The British National Health Service (NHS) will become the first to use Apple’s and Google’s COVID-19 tracing technology built into an app, according to reports.
The opt-in mobile app, which relies on the same "flow" used between devices to serve an advertisement, warns users when they come into close proximity to someone who has been infected with or has self diagnosed with COVID-19.
NHS Health Secretary Matt Hancock announced at a daily pandemic press briefing that the country will pre-test an initial version of the software on a limited number of families this week, with plans for a rollout soon after.
The software uses a method called Contact Tracing, not tracking, which requires users to opt in. The Contact Detection Service is the vehicle for implementing contact tracing by using Bluetooth low energy for proximity detection of nearby smartphones and for the data exchange. A tracing key per device is also required. A tracing key is uploaded to the device when the device owner agrees to participate and is diagnosed as being positive for the COVID-19 virus.
Here's how the opt-in mobile app works. The mobile phone user who has been identified as someone who has self diagnosed with or has been infected with COVID-19 would need to opt-in. After testing, the user would enter a tracing verification code received at the time of their COVID-19 test status.
The Proximity identifiers from other devices are processed exclusively on devices. Users decide whether or not to contribute to contact tracing. If diagnosed with COVID-19, users consent to sharing Diagnosis Keys with the server.
The app is intended to help reduce the spread of infection. The technology, created by Apple and Google, also relies on an API that uses Bluetooth low energy to trace the phones, keeping users anonymous.
The two companies say the app does not collect personally identifiable information or GPS location data. It uses anonymous identifier beacons to determine COVID-19 cases. The app also requests the user’s consent before uploading the last 14 days of data.

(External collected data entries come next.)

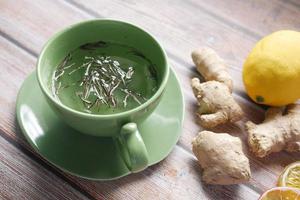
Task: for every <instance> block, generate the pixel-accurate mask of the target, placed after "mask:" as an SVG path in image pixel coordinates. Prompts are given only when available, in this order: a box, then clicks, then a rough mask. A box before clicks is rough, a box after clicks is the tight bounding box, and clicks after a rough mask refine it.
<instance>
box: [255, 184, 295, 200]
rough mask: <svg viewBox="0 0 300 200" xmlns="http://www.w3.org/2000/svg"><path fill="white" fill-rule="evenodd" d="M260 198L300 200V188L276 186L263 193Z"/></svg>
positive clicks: (270, 199)
mask: <svg viewBox="0 0 300 200" xmlns="http://www.w3.org/2000/svg"><path fill="white" fill-rule="evenodd" d="M259 200H300V190H299V189H296V188H289V187H275V188H272V189H269V190H267V191H266V192H265V193H263V194H262V196H261V197H260V198H259Z"/></svg>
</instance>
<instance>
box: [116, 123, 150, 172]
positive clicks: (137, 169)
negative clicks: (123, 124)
mask: <svg viewBox="0 0 300 200" xmlns="http://www.w3.org/2000/svg"><path fill="white" fill-rule="evenodd" d="M115 141H116V146H117V148H118V149H119V151H120V153H121V155H122V158H123V160H124V161H125V164H126V166H127V167H128V169H129V170H130V171H131V172H133V173H136V172H140V171H142V170H144V169H145V168H147V166H148V160H149V159H148V152H147V149H146V146H145V143H144V142H143V139H142V137H141V135H140V133H139V131H138V128H137V125H136V123H133V122H130V123H127V124H125V125H123V126H122V128H121V131H120V134H119V135H118V136H117V137H116V140H115Z"/></svg>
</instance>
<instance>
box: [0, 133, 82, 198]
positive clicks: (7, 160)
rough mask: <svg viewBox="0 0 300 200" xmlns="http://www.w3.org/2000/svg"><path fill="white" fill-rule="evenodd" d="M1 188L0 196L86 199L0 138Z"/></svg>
mask: <svg viewBox="0 0 300 200" xmlns="http://www.w3.org/2000/svg"><path fill="white" fill-rule="evenodd" d="M54 183H55V184H54ZM0 188H1V189H0V199H51V200H52V199H87V197H85V196H84V195H82V194H81V193H80V192H78V191H77V190H75V189H74V188H72V187H71V186H70V185H68V184H67V183H66V182H65V181H63V180H61V179H60V178H58V177H57V176H53V174H52V173H51V172H49V171H48V170H47V169H45V168H44V167H42V166H41V165H40V164H38V163H36V162H35V161H33V160H32V159H31V158H29V157H28V156H27V155H25V154H24V153H22V152H20V150H19V149H17V148H15V147H14V146H12V145H11V144H10V143H8V142H7V141H6V140H4V139H3V138H2V137H0Z"/></svg>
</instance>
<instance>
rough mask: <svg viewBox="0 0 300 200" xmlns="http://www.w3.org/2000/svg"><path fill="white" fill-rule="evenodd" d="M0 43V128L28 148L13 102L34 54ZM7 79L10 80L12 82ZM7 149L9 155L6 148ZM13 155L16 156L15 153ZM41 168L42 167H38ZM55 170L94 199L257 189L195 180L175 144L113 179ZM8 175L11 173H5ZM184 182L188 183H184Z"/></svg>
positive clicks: (191, 158) (194, 164) (188, 167)
mask: <svg viewBox="0 0 300 200" xmlns="http://www.w3.org/2000/svg"><path fill="white" fill-rule="evenodd" d="M0 46H1V47H3V48H1V49H0V55H1V57H0V66H9V67H2V68H1V70H2V72H3V73H1V74H5V76H3V77H1V78H3V79H2V80H3V81H1V82H0V88H7V90H5V93H3V94H1V96H0V98H1V101H0V102H1V104H2V105H5V110H1V111H0V112H1V113H0V115H1V121H0V129H1V130H2V131H3V132H4V134H6V137H9V139H11V140H13V141H18V143H19V144H20V145H21V146H24V147H26V148H28V145H27V144H26V143H24V142H23V138H21V137H19V135H18V134H20V133H19V131H18V130H17V129H16V124H15V122H14V106H15V105H14V104H15V98H16V93H17V90H18V88H19V87H20V85H21V82H22V80H23V79H24V78H25V76H26V75H27V73H28V72H30V71H31V70H32V69H33V68H34V64H35V58H34V57H33V56H31V55H29V54H28V53H26V52H24V51H23V50H21V49H19V48H17V47H16V46H14V45H13V44H11V43H9V42H8V41H6V40H4V39H3V38H1V37H0ZM11 80H14V81H13V83H11ZM0 139H1V137H0ZM0 141H1V140H0ZM25 144H26V145H25ZM4 152H7V151H4ZM7 153H8V154H9V155H12V154H11V153H10V152H7ZM14 157H15V158H16V156H14ZM17 158H18V157H17ZM25 166H26V163H25ZM41 170H45V169H44V168H41ZM16 171H17V172H19V171H20V170H19V169H16ZM29 171H32V172H34V173H39V172H36V171H38V169H33V170H29ZM59 173H61V174H62V175H64V176H66V177H67V178H68V180H71V181H72V182H74V183H75V184H76V185H78V186H79V187H80V188H82V189H83V190H85V191H87V193H89V194H90V195H91V196H92V197H93V198H95V199H103V198H104V199H124V198H126V199H137V198H141V199H153V198H155V197H157V196H159V198H160V199H183V198H187V199H198V198H202V199H224V198H229V197H234V198H237V199H257V197H258V196H259V194H258V193H257V192H255V191H253V190H252V189H250V188H249V187H246V186H245V185H240V186H230V187H212V186H205V185H203V184H202V182H201V181H200V180H199V178H200V171H199V167H198V164H197V163H196V161H195V157H193V156H192V155H191V154H189V153H187V152H186V151H185V150H182V149H181V148H180V147H176V148H175V150H174V151H173V153H172V154H171V155H170V156H169V157H168V159H167V160H165V161H163V162H161V163H160V164H157V165H155V166H153V167H150V168H148V169H147V170H145V171H144V172H142V173H139V174H133V175H130V176H128V177H126V178H122V179H120V180H116V181H111V182H96V181H88V180H83V179H80V178H76V177H73V176H71V175H66V174H64V173H63V172H61V171H59ZM49 174H50V173H49ZM50 175H51V174H50ZM9 176H15V175H14V174H9ZM32 176H33V175H32V174H26V175H25V178H28V179H33V180H34V178H33V177H32ZM52 176H53V175H52ZM53 182H54V181H53ZM187 182H189V184H186V183H187ZM48 184H49V183H48ZM50 184H51V183H50ZM7 187H8V188H9V187H12V186H11V185H9V186H7ZM62 192H65V191H64V188H62ZM17 193H18V191H16V195H17ZM66 194H68V193H66ZM19 195H20V193H19ZM37 195H38V194H37ZM32 197H34V196H32Z"/></svg>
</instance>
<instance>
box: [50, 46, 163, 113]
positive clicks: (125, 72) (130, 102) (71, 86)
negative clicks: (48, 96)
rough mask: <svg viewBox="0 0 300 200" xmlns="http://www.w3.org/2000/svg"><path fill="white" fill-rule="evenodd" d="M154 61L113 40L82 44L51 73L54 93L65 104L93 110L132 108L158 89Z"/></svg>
mask: <svg viewBox="0 0 300 200" xmlns="http://www.w3.org/2000/svg"><path fill="white" fill-rule="evenodd" d="M157 82H158V81H157V74H156V70H155V66H154V64H153V63H151V61H150V60H149V59H148V58H147V57H146V56H145V55H143V54H142V53H140V52H139V51H137V50H136V49H135V48H133V47H130V46H127V45H122V44H117V43H112V42H104V41H99V42H94V43H87V44H83V45H81V46H80V47H78V48H76V49H75V50H73V51H72V52H70V53H68V54H67V55H66V57H65V58H64V59H63V60H62V62H61V63H60V64H59V65H58V66H57V67H56V69H55V71H54V72H53V77H52V82H51V86H52V93H53V95H54V96H55V98H57V99H58V100H59V101H61V102H62V103H63V104H65V105H66V106H68V107H70V108H73V109H75V110H78V111H82V112H87V113H93V114H112V113H118V112H123V111H126V110H130V109H133V108H135V107H137V106H139V105H141V104H142V103H144V102H145V101H146V100H147V99H149V98H150V97H151V96H152V95H153V94H154V93H155V92H156V90H157V87H158V85H157V84H158V83H157Z"/></svg>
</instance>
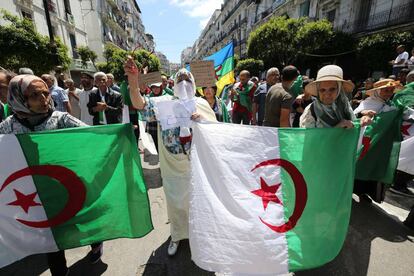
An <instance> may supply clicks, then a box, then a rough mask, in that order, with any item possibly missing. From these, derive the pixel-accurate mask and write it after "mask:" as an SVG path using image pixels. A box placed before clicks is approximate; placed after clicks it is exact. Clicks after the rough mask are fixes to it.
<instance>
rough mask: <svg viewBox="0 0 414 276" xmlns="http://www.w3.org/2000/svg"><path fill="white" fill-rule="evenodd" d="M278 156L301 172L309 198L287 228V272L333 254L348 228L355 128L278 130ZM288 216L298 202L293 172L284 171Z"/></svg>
mask: <svg viewBox="0 0 414 276" xmlns="http://www.w3.org/2000/svg"><path fill="white" fill-rule="evenodd" d="M278 134H279V144H280V158H281V159H285V160H288V161H289V162H291V163H292V164H293V165H295V166H296V167H297V168H298V170H299V171H300V172H301V173H302V175H303V177H304V179H305V182H306V186H307V200H306V205H305V209H304V211H303V214H302V215H301V217H300V218H299V220H298V222H297V224H296V226H295V227H294V228H293V229H292V230H290V231H288V232H286V239H287V243H288V254H289V271H298V270H303V269H310V268H314V267H318V266H321V265H323V264H325V263H327V262H329V261H331V260H332V259H333V258H335V257H336V256H337V255H338V253H339V251H340V250H341V248H342V245H343V243H344V240H345V237H346V233H347V230H348V224H349V218H350V213H351V204H352V187H353V181H354V174H355V163H356V155H357V154H356V150H357V143H358V137H359V128H354V129H347V130H345V129H335V128H333V129H280V131H279V132H278ZM281 179H282V187H283V188H282V193H283V203H284V208H285V216H286V221H287V220H288V219H289V217H290V216H291V215H292V213H293V209H294V206H295V204H296V203H297V202H296V200H297V199H296V198H295V188H294V184H293V182H292V179H291V176H289V174H288V173H287V172H286V171H285V170H282V177H281Z"/></svg>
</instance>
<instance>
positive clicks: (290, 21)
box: [247, 17, 354, 67]
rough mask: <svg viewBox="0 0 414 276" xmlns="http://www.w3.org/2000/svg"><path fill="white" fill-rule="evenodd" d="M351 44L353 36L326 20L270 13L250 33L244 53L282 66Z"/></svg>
mask: <svg viewBox="0 0 414 276" xmlns="http://www.w3.org/2000/svg"><path fill="white" fill-rule="evenodd" d="M337 39H339V40H338V41H337ZM353 47H354V42H353V39H352V37H351V36H349V35H347V34H344V33H340V32H335V31H334V30H333V28H332V24H331V23H330V22H329V21H327V20H319V21H315V22H308V19H307V18H298V19H296V18H286V17H273V18H271V19H270V20H269V21H268V22H266V23H265V24H263V25H261V26H260V27H259V28H257V29H256V30H255V31H253V32H252V33H251V34H250V36H249V39H248V50H247V53H248V56H249V57H252V58H256V59H260V60H263V61H264V63H265V65H266V67H272V66H278V67H284V66H286V65H289V64H296V63H297V62H298V61H302V60H303V59H304V58H306V56H308V55H309V54H310V55H315V54H320V55H327V54H336V53H340V52H343V51H349V50H352V49H353Z"/></svg>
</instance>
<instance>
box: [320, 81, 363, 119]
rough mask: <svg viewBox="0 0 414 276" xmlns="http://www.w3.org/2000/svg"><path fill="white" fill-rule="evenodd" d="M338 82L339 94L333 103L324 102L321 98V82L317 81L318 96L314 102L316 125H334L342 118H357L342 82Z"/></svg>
mask: <svg viewBox="0 0 414 276" xmlns="http://www.w3.org/2000/svg"><path fill="white" fill-rule="evenodd" d="M337 83H338V94H337V96H336V99H335V101H334V102H333V104H331V105H326V104H323V103H322V102H321V100H320V98H319V83H317V91H318V92H317V93H318V97H317V98H316V101H314V102H313V105H314V107H315V114H316V117H317V118H316V127H334V126H336V125H337V124H338V123H339V122H340V121H342V120H351V121H352V120H355V115H354V112H353V111H352V107H351V105H350V103H349V100H348V98H347V97H346V95H345V92H344V91H343V90H342V83H341V82H339V81H338V82H337Z"/></svg>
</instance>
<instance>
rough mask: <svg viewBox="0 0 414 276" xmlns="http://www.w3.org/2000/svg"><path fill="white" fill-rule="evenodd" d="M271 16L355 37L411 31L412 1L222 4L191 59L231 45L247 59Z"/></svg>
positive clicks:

Apple and Google on Friday, along with the announcement, released a series of white papers describing the technology. Devices advertise and scan for the Contact Detection Service through a 16-bit service unique identifier that changes periodically.
The protocol, which could become the main guideline for serving advertisements as the two companies hunker down on privacy measures, maintains anonymity through Contact Tracing Bluetooth Specification -- rather than location -- for proximity detection.
The user’s Rolling Proximity Identifier changes on average every 15 minutes and needs the Daily Tracing Key to be correlated to the user. This, according to the companies, reduces the risk of privacy loss from advertising them.